Asynchronous transitions from high-risk hepatoblastoma to carcinoma.

[BACKGROUND & AIMS] Most pediatric hepatocellular tumors are classified as hepatoblastoma (HB) or hepatocellular carcinoma (HCC), yet a subset exhibits mixed histological and molecular features. These hepatoblastomas with carcinoma features (HBCs) include cases provisionally designated as hepatocellular neoplasm-not otherwise specified (HCN-NOS). Their biology remains poorly understood, with unresolved questions about their cellular composition and outcomes. It is unclear whether HBCs comprise hybrid cells with combined HB and HCC characteristics (HBC cells) or admixtures of distinct HB and HCC cells. We characterized the biology, etiology, cellular composition, and evolutionary dynamics of HBCs.

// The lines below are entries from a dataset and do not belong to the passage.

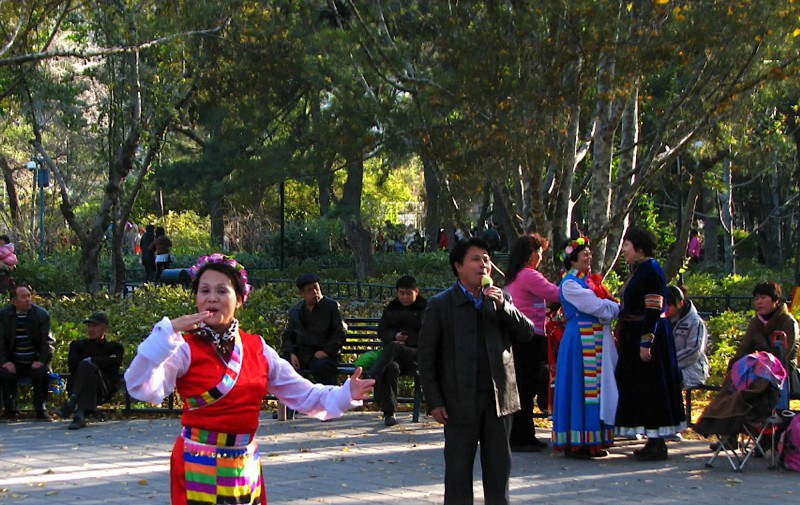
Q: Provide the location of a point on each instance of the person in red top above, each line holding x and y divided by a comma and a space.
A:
531, 292
695, 247
223, 373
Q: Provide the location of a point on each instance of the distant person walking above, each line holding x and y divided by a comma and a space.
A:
695, 249
148, 254
162, 248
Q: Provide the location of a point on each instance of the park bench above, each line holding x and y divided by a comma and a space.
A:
688, 393
362, 336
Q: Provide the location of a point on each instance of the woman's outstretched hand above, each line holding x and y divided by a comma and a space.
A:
189, 322
360, 388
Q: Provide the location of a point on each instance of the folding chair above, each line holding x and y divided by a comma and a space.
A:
749, 444
743, 417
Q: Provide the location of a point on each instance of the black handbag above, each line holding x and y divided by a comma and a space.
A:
794, 384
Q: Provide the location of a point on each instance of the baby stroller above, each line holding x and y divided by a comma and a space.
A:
742, 417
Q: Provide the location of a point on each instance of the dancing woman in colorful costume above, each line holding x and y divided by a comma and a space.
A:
223, 373
585, 391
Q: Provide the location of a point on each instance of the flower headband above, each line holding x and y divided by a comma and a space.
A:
223, 260
572, 246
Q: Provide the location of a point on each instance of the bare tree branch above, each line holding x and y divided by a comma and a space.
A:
105, 51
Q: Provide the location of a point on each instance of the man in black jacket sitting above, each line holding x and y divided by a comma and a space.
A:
399, 331
93, 371
316, 332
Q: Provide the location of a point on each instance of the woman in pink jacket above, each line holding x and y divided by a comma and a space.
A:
531, 292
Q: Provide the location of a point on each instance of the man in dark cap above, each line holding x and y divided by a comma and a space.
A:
26, 350
315, 333
93, 371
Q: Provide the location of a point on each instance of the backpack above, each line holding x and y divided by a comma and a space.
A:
789, 447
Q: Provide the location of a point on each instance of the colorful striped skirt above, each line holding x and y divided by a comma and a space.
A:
216, 468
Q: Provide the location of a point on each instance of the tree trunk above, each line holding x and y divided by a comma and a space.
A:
726, 206
627, 162
711, 227
770, 233
433, 201
216, 209
677, 255
359, 237
600, 205
11, 191
324, 188
795, 129
503, 216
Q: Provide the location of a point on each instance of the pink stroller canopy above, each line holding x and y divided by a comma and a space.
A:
758, 364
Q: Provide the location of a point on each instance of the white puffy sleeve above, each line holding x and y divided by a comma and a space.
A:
587, 302
298, 393
162, 357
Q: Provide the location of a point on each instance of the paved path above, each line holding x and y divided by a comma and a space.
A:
357, 460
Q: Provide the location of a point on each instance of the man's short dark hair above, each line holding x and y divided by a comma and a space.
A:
406, 282
306, 279
642, 239
769, 288
458, 252
13, 293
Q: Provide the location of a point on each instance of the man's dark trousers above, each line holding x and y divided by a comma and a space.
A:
460, 444
396, 359
88, 386
40, 378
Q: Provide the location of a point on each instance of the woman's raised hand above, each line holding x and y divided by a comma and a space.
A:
360, 388
189, 322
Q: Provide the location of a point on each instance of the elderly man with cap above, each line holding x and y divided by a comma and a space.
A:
94, 364
315, 333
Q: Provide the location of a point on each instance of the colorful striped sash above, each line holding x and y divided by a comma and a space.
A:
216, 438
217, 475
592, 350
234, 366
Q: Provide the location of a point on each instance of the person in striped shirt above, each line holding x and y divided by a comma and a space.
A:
26, 350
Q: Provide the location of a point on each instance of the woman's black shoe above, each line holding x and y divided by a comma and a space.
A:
579, 454
656, 452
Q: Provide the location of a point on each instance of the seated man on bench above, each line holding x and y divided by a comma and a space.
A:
93, 371
315, 333
399, 331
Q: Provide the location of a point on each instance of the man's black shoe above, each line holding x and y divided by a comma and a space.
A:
77, 423
42, 415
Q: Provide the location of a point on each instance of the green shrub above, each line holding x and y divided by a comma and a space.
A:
725, 332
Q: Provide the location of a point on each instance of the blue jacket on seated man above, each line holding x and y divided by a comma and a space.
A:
26, 350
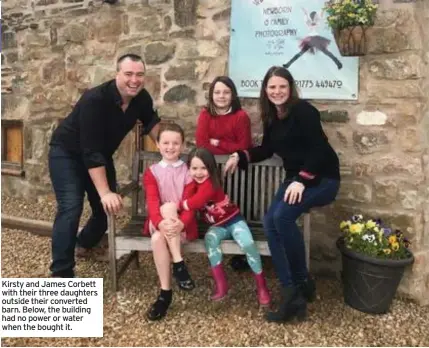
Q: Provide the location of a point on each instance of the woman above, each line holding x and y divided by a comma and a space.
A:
293, 131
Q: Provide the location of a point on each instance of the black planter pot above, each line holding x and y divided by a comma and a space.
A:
370, 284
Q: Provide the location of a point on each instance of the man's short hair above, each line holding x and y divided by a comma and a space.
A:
132, 56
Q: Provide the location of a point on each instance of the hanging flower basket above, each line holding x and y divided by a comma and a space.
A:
352, 41
349, 20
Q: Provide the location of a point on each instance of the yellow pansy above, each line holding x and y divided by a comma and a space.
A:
370, 224
392, 239
344, 224
356, 228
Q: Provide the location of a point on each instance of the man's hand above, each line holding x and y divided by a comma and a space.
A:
175, 227
112, 202
293, 193
231, 164
214, 142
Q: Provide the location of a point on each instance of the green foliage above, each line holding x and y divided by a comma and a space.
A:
349, 13
371, 238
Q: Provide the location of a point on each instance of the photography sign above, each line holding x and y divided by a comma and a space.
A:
293, 34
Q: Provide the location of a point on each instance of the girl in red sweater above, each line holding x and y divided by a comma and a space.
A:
164, 184
223, 127
225, 220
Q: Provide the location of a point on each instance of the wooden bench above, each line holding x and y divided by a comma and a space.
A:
252, 190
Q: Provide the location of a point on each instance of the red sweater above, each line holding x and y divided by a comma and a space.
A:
213, 203
153, 206
232, 130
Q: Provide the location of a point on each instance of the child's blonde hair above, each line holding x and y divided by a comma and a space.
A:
172, 127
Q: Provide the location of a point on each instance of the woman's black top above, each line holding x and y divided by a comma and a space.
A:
301, 143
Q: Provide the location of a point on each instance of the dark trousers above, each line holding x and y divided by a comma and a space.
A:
70, 180
284, 238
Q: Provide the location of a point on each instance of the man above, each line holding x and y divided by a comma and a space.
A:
80, 158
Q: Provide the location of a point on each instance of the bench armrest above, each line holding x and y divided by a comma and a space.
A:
128, 188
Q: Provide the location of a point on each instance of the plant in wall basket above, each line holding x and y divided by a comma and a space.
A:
349, 20
374, 258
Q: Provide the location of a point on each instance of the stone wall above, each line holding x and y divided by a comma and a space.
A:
55, 49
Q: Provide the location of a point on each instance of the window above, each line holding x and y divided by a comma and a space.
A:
12, 147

[METHODS] We performed multi-omics profiling - including single-nucleus RNA sequencing, single-nucleus DNA sequencing, and multi-region longitudinal bulk RNA and DNA sequencing - to characterize HBC composition, evolution, and treatment response. Two-thirds of our samples were post-chemotherapy resections.

[RESULTS] HBCs comprise heterogeneous mixtures of HB-like, HBC-like, and HCC-like molecular cell types. Outcomes in HBC are significantly worse than in HB, and HBC cells are more chemoresistant than HB cells, with resistance shaped by their cell identity, genetic alterations, and embryonic differentiation stage. HBC cells originate from HB cells that were arrested at early hepatic stem cell development stages because of aberrant WNT signaling activation. Inhibition of WNT signaling promoted differentiation and enhanced sensitivity to chemotherapy. Furthermore, each analyzed HBC reflected a dynamic process of multiple HB-to-HBC and HBC-to-HCC transitions, underscoring their evolutionary complexity. A limitation of our study is our inability to pinpoint the role of chemotherapy-induced genome modifications.

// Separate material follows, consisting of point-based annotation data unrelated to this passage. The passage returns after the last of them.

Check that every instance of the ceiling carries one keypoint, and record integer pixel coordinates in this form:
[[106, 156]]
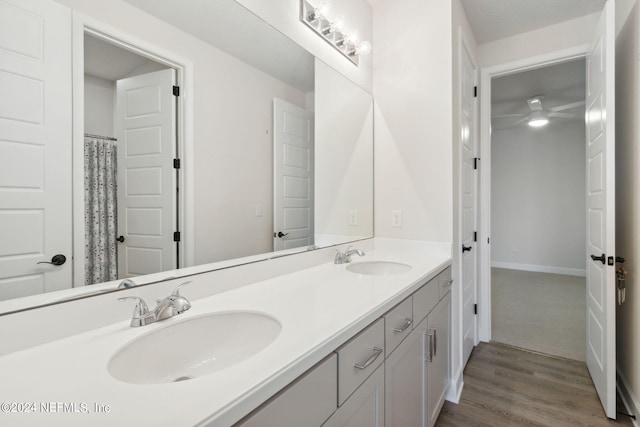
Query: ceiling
[[110, 62], [495, 19], [235, 30], [560, 84]]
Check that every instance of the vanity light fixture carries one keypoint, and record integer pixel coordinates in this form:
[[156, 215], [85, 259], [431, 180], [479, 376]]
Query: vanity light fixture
[[319, 19]]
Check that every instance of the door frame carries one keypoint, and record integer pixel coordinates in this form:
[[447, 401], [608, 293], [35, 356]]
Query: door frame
[[84, 24], [484, 246]]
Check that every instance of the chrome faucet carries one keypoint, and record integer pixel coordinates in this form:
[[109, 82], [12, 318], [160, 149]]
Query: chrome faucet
[[344, 258], [168, 307]]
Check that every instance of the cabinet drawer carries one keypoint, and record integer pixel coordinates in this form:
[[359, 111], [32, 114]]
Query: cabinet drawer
[[425, 299], [445, 282], [397, 324], [308, 401], [358, 358]]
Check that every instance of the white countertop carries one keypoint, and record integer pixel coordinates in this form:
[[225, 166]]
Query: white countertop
[[319, 309]]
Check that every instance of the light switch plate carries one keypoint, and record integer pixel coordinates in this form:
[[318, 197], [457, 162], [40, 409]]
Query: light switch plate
[[396, 218], [353, 217]]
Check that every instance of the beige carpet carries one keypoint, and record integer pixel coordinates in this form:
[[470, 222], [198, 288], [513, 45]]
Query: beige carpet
[[539, 311]]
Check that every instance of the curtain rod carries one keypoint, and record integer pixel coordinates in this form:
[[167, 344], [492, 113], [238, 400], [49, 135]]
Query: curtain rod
[[90, 135]]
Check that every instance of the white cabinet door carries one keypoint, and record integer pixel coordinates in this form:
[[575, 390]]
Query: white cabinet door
[[35, 147], [365, 407], [403, 383], [436, 348]]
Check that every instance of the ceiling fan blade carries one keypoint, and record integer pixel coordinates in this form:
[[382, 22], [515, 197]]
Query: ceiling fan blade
[[563, 115], [507, 115], [567, 106]]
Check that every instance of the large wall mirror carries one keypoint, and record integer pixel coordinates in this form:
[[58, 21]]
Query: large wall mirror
[[281, 149]]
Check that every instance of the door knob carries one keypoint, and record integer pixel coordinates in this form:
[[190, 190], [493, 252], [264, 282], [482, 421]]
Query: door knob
[[56, 260]]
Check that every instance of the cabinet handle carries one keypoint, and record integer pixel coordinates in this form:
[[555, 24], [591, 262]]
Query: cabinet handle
[[376, 352], [407, 323], [429, 352], [435, 342]]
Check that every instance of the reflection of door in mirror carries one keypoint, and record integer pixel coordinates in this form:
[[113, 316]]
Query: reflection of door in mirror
[[35, 149], [130, 201], [293, 176]]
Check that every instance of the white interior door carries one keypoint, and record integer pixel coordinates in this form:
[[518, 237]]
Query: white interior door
[[293, 176], [146, 131], [468, 192], [35, 147], [601, 326]]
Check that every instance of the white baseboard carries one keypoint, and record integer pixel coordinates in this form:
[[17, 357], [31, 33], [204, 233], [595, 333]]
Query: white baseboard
[[455, 388], [632, 406], [540, 268]]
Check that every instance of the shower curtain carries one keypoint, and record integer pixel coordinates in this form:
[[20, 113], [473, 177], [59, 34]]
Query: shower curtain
[[101, 221]]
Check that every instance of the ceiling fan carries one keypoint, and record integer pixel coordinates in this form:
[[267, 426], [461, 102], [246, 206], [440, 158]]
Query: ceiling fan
[[539, 116]]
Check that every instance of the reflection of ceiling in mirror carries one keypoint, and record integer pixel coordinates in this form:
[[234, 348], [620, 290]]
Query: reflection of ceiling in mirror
[[232, 28]]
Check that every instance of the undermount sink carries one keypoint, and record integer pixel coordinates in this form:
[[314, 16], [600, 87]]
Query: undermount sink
[[194, 347], [378, 268]]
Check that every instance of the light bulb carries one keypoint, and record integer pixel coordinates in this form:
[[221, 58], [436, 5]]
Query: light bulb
[[364, 48], [338, 24]]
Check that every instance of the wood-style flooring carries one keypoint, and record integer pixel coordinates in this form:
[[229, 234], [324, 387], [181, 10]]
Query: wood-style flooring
[[507, 386]]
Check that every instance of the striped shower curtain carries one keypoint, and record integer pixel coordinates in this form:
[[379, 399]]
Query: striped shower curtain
[[100, 198]]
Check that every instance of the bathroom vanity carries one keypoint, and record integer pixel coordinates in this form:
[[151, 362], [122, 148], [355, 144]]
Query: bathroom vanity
[[280, 351]]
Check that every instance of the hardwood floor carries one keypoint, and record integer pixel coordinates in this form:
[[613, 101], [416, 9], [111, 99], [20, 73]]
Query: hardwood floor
[[507, 386]]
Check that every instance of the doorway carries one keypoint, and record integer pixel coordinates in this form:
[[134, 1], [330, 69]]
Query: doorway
[[130, 150], [538, 219]]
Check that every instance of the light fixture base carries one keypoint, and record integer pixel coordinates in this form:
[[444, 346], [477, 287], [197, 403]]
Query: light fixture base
[[320, 26]]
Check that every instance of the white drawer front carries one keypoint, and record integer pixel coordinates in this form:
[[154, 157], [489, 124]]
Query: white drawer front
[[358, 358]]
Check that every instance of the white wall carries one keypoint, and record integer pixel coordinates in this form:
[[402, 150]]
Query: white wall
[[343, 156], [538, 198], [412, 120], [230, 178], [564, 35], [98, 106], [628, 197]]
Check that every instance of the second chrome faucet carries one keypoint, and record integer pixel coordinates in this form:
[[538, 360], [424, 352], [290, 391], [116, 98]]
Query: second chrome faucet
[[168, 307], [345, 258]]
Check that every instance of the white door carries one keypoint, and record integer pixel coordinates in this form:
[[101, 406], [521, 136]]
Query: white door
[[146, 131], [468, 204], [35, 147], [293, 176], [601, 326]]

[CONCLUSIONS] Multi-omics profiling of HBCs revealed key insights into their biology and composition, demonstrating that they originate from HB precursors at early hepatic stem cell development stages and that their differentiation arrest depends on sustained aberrant WNT signaling activity.

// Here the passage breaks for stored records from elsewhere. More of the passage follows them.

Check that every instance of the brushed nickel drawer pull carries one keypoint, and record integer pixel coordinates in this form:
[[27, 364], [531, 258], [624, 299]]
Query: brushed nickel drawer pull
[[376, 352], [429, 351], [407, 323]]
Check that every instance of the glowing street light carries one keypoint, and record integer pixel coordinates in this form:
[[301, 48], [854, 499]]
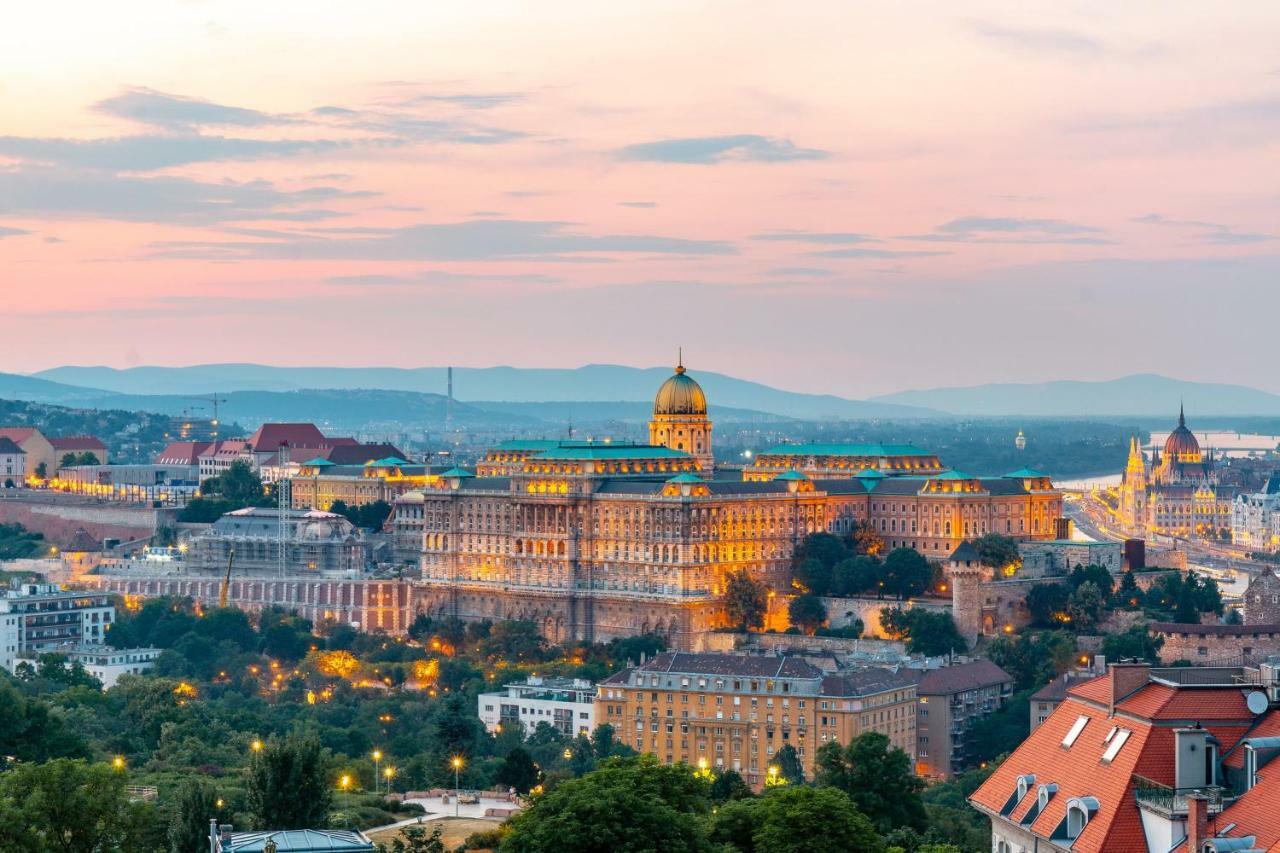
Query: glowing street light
[[457, 788]]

[IMPACT AND IMPLICATIONS] Hepatoblastomas with carcinoma features (HBCs) represent a poorly understood subset of pediatric liver tumors with mixed characteristics of hepatoblastoma (HB) and hepatocellular carcinoma (HCC). Using multi-omics profiling, we show that HBCs comprise heterogeneous mixtures of HB-like, intermediate HBC-like, and HCC-like cell populations that arise from HB precursors arrested at early hepatic stem cell developmental stages due to aberrant WNT signaling. This differentiation arrest contributes to chemoresistance and poorer clinical outcomes compared with HB. Importantly, pharmacologic inhibition of WNT signaling promoted differentiation and increased chemotherapy sensitivity, suggesting a potential therapeutic strategy. These findings refine the biological classification of HBCs and highlight differentiation-based treatment approaches for this aggressive tumor subtype.